The only reason ConvNets appear to be losing steam is that (hierarchical) Transformers surpass them in many vision tasks, and the performance difference is usually attributed to the superior scaling behavior of Transformers, with multi-head self-attention being the key component.
Our research is intended to bridge the gap between the pre-ViT and post-ViT eras for ConvNets, as well as to test the limits of what a pure ConvNet can achieve.
Key question: How do design decisions in Transformers impact ConvNets’ performance?
A glance of ImageNet-1K classification results for ConvNets and vision Transformers.
1. Macro design
1.1 Changing stage compute ratio
Following Swin Transformer’s design, the number of blocks in each stage is adjusted from (3, 4, 6, 3) to (3, 3, 9, s3)
1.2 Changing stem to “Patchify”
Swin Transformer uses a similar “patchify” layer, but with a smaller patch size of 4 to accommodate the architecture’s multi-stage design.
-> Replace the ResNet-style stem cell with a patchify layer implemented using a 4Ă—4, stride 4 convolutional layer.
1.3 ResNeXt-ify
Use depthwise convolution and increase the network width to the same number of channels as Swin-T’s (from 64 to 96).
1.4 Inverted Bottleneck
One important design in every Transformer block is that it creates an inverted bottleneck, i.e., the hidden dimension of the MLP block is four times wider than the input dimension. (a,b)
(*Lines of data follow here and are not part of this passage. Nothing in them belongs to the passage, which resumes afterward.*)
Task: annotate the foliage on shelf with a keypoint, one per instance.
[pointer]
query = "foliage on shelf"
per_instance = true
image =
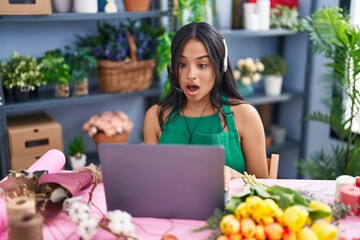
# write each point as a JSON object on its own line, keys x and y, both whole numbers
{"x": 76, "y": 146}
{"x": 274, "y": 65}
{"x": 82, "y": 63}
{"x": 21, "y": 71}
{"x": 333, "y": 36}
{"x": 56, "y": 69}
{"x": 248, "y": 70}
{"x": 111, "y": 41}
{"x": 196, "y": 10}
{"x": 282, "y": 16}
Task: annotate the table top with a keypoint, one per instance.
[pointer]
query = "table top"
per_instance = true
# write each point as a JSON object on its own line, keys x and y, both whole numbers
{"x": 59, "y": 226}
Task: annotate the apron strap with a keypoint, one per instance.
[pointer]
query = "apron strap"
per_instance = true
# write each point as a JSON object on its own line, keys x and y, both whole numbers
{"x": 229, "y": 118}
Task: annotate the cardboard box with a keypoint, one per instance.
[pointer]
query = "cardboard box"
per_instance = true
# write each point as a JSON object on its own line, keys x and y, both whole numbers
{"x": 39, "y": 7}
{"x": 25, "y": 162}
{"x": 33, "y": 135}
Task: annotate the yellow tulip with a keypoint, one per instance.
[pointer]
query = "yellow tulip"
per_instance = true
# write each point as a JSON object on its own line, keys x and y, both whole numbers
{"x": 324, "y": 230}
{"x": 229, "y": 224}
{"x": 317, "y": 205}
{"x": 307, "y": 234}
{"x": 295, "y": 217}
{"x": 241, "y": 211}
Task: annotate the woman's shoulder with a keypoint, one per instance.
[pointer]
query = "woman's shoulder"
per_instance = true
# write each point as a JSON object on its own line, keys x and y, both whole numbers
{"x": 245, "y": 111}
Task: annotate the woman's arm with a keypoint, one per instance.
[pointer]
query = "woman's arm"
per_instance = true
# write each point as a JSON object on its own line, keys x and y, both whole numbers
{"x": 151, "y": 126}
{"x": 252, "y": 139}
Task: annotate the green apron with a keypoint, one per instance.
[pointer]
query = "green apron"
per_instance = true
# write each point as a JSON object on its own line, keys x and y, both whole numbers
{"x": 208, "y": 131}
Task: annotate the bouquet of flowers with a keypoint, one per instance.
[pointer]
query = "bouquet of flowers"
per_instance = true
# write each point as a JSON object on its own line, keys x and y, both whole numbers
{"x": 248, "y": 70}
{"x": 272, "y": 212}
{"x": 109, "y": 122}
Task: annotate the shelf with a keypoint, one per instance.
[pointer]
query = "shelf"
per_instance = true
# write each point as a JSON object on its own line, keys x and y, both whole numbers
{"x": 268, "y": 33}
{"x": 47, "y": 100}
{"x": 83, "y": 16}
{"x": 259, "y": 98}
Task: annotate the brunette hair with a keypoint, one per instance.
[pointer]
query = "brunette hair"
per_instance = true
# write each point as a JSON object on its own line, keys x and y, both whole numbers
{"x": 215, "y": 44}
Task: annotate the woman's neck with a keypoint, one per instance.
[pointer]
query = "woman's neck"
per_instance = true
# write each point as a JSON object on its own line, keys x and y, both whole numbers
{"x": 195, "y": 109}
Block modifications and resulted specifications. (a) is a ResNeXt block; in (b) we create an inverted bottleneck block and in (c) the position of the spatial depthwise conv layer is moved up.
1.5 Large Kernel Sizes
Moving up depthwise conv layer: That design decision is also evident in Transformers: the MSA block is placed prior to the MLP layers. (c)
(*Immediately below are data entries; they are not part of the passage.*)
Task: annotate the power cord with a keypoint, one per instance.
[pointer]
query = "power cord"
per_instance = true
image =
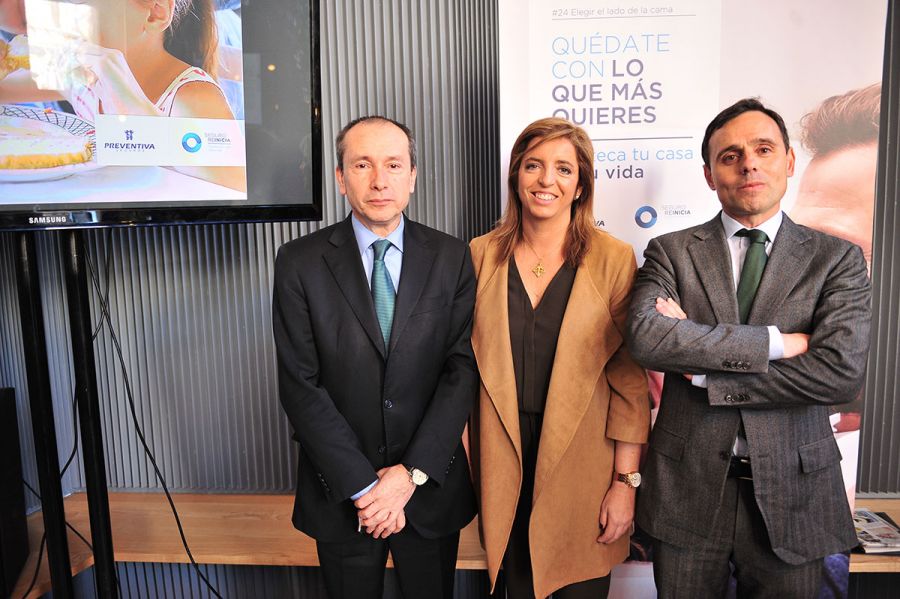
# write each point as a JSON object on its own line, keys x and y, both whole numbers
{"x": 104, "y": 306}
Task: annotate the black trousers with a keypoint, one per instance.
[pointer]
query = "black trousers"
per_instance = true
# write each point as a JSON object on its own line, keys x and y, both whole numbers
{"x": 355, "y": 570}
{"x": 517, "y": 560}
{"x": 738, "y": 541}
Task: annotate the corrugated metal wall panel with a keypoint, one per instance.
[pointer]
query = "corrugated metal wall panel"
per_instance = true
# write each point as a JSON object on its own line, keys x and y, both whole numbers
{"x": 879, "y": 451}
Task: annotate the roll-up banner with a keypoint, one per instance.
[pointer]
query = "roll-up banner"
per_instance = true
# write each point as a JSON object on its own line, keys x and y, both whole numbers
{"x": 644, "y": 79}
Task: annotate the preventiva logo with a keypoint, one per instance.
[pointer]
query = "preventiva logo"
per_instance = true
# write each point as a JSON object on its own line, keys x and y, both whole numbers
{"x": 191, "y": 142}
{"x": 645, "y": 217}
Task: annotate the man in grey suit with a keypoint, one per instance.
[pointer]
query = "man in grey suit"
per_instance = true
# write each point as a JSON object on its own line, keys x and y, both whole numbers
{"x": 760, "y": 325}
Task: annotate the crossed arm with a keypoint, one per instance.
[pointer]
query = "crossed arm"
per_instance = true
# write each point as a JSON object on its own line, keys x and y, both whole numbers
{"x": 823, "y": 365}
Increasing the kernel size: increase to 7x7
2. Micro design
2.1 Replacing ReLU with GELU
GELU is utilized in the most advanced Transformers, including Google’s BERT and OpenAI’s GPT-2, and, most recently, ViTs.
2.2 Fewer activation functions
Consider a Transformer block with key/query/value linear embedding layers, the projection layer, and two linear layers in an MLP block. There is only one activation function present in the MLP block.
2.3 Fewer normalization layers
Transformer blocks usually have fewer normalization layers.
2.4 Substituting BN with LN
LN has been used in Transformers, resulting in good performance across different application scenarios.
Block designs for a ResNet and a ConvNeXt.
2.5 Separate downsampling layers
In Swin Transformers, a separate downsampling layer is added between stages. Several LN layers also used in Swin Transformers: one before each downsampling layer, one after the stem, and one after the final global average pooling.